At the time, Sacerdoti had long been an active member of the 10,000-strong Jewish community in Milan, the Lombard capital.

But what she found while researching the program changed her relationship to her identity as an Italian Jew, and in many ways changed her life. In small provincial towns around the region, she found Jewish cemeteries abandoned to the elements and deserted synagogues standing empty or used as carpenter shops or other places of business.

“It was then that I realized that the story of Italian Jewry was not just written in the big ghettos, such as Rome or Venice,” she has recalled. “It was also written, just as richly, in numerous hidden places, little centers and hamlets almost totally forgotten by Italian Jews themselves.”

Those first discoveries sent Sacerdoti on a quest to discover and publicize the wealth of Jewish heritage in Italy that has continued to the present.

They enabled her, she said, to follow a subtle thread that reconnected her with the past. Sacerdoti wrote a Jewish guidebook to Italy in 1986 and, throughout the 1990s, edited a series of separate guidebooks dedicated to Jewish heritage in individual Italian regions.

This fall, Sacerdoti — the editor of Milan’s monthly Jewish magazine, Il Bollettino — published a new, revised and updated Guide to Jewish Italy, which combines tourist itineraries with an overview of contemporary Jewish life throughout the country, including addresses of kosher restaurants and other useful information.

“This book really caps 20 years of work,” Sacerdoti said at a recent launch for the book in Rome. “Discovering Jewish history and culture this way became something of an addiction — you find something, then keep going on and on, trying to discover more, and one discovery leads to another, then another.”

Some 30,000-35,000 Jews live in Italy today, out of a total population of 60 million people. More than two-thirds of Italy’s Jews live in Rome and Milan.

Jewish history in Italy dates back to ancient Roman times, however, and at one time or another over the past two millennia Jews lived and often left their traces in hundreds of towns, cities and villages up and down the peninsula.

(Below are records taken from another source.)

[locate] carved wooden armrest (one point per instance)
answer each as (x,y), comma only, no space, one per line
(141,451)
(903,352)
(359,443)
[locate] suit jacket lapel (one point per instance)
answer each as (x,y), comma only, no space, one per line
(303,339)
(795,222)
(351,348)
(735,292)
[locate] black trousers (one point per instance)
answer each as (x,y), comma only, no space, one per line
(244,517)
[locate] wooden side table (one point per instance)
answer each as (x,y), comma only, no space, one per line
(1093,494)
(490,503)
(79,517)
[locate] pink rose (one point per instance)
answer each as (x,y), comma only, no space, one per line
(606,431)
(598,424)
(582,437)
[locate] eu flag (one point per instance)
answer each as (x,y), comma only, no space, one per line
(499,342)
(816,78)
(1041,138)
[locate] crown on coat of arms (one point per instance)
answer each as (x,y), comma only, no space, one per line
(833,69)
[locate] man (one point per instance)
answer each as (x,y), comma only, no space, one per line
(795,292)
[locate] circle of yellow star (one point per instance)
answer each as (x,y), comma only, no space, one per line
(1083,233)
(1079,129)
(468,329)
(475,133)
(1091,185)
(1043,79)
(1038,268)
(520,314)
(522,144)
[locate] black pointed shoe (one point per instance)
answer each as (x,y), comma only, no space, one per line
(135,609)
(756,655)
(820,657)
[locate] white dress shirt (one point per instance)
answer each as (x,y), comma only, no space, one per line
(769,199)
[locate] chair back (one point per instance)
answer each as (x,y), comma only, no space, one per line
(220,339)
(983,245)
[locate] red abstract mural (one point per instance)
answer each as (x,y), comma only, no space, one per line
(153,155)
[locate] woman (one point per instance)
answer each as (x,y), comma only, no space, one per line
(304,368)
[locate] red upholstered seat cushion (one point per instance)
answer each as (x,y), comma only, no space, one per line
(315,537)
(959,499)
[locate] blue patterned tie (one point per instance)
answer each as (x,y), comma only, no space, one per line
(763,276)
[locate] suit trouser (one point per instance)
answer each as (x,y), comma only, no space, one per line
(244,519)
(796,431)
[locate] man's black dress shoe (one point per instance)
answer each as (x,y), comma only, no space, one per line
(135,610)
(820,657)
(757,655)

Synagogues and Jewish quarters were abandoned when Jews were expelled from cities and regions over the centuries, but also — as in the United States — when Jews moved from small towns to big cities as part of demographic shifts. About 8,000 Italian Jews were deported to their deaths in the Holocaust.

Richly illustrated with color photographs, Sacerdoti’s book — which will appear in English early in 2004 — looks at 2,000 years of Jewish heritage and culture from top to toe of the Italian boot.

The aim, Sacerdoti said, was to present a real tourist guide, including only sites that could be easily visited. It covers sites in 45 towns and cities, ranging from ancient catacombs in Rome to a medieval mikvah in Sicily and more than a dozen glorious baroque synagogues in the northeast region of Piedmont, most of them in towns where few or no Jews live today.

“Piedmont is unique — I don’t think that there is any other region in Europe with such a wealth of well-preserved synagogues,” Sacerdoti said.

“Italy has about 70 synagogue buildings, including the ruins of two from ancient Roman times,” she said. “In addition, there are Jewish museums throughout the country that display precious ritual objects, books, documentation and other items from all epochs.”

As Sacerdoti points out, however, most Jewish heritage sites in Italy, despite their splendor, are little known to outsiders, or even to many Italian Jews.

“It was really quite an experience for me to travel up and down the country and to photograph them in depth,” said Alberto Jona Falco, whose pictures illustrate the book. “I feel it was a mitzvah to photograph them.”

Sacerdoti’s book falls within her activities over the past few years in actively promoting Jewish heritage sites as attractions for mainstream tourists and bringing knowledge and appreciation of Jewish culture into the mainstream.

Among other things, Sacerdoti has been one of the organizers of the annual “European Day of Jewish Culture,” which has promoted an awareness of Jewish heritage in two dozen European countries since 1999.

The initiative has a particularly high profile in Italy and annually draws more than 40,000 visitors on one single day to Jewish museums, synagogues, cemeteries and special events in several dozens locations around the country.

There also have been several other Jewish heritage promotional initiatives in various parts of Italy in recent years. These include the establishment of specific Jewish heritage itineraries sponsored by local tourism authorities in the northeast region of Friuli Venezia Giulia.

In Rome, a new foundation is working to expand the Jewish community’s museum, and plans are under way for celebrations next spring to mark the 100th anniversary of Rome’s Great Synagogue, a gorgeously ornate structure with a distinctive square dome that towers above the Tiber River at the edge of the old Jewish ghetto.

The Rome synagogue, along with the old ghetto in Venice, which comprises several restored synagogues and a fascinating museum, and the magnificent Moorish-style synagogue in Florence, are Italy’s three best-known Jewish heritage sites. All three draw tens of thousands of visitors each year.

Just this month, the Jewish Heritage Grants Program of the New York-based World Monuments Fund awarded the Florence synagogue, built in 1870-1882, a $50,000 grant toward structural work to help repair its roof.

“I hope that my work will spark interest in other Jewish sites in Italy and enable them to open to the public,” Sacerdoti said. “Tourism can bring new life to these places — even in places where there is no longer a Jewish community.”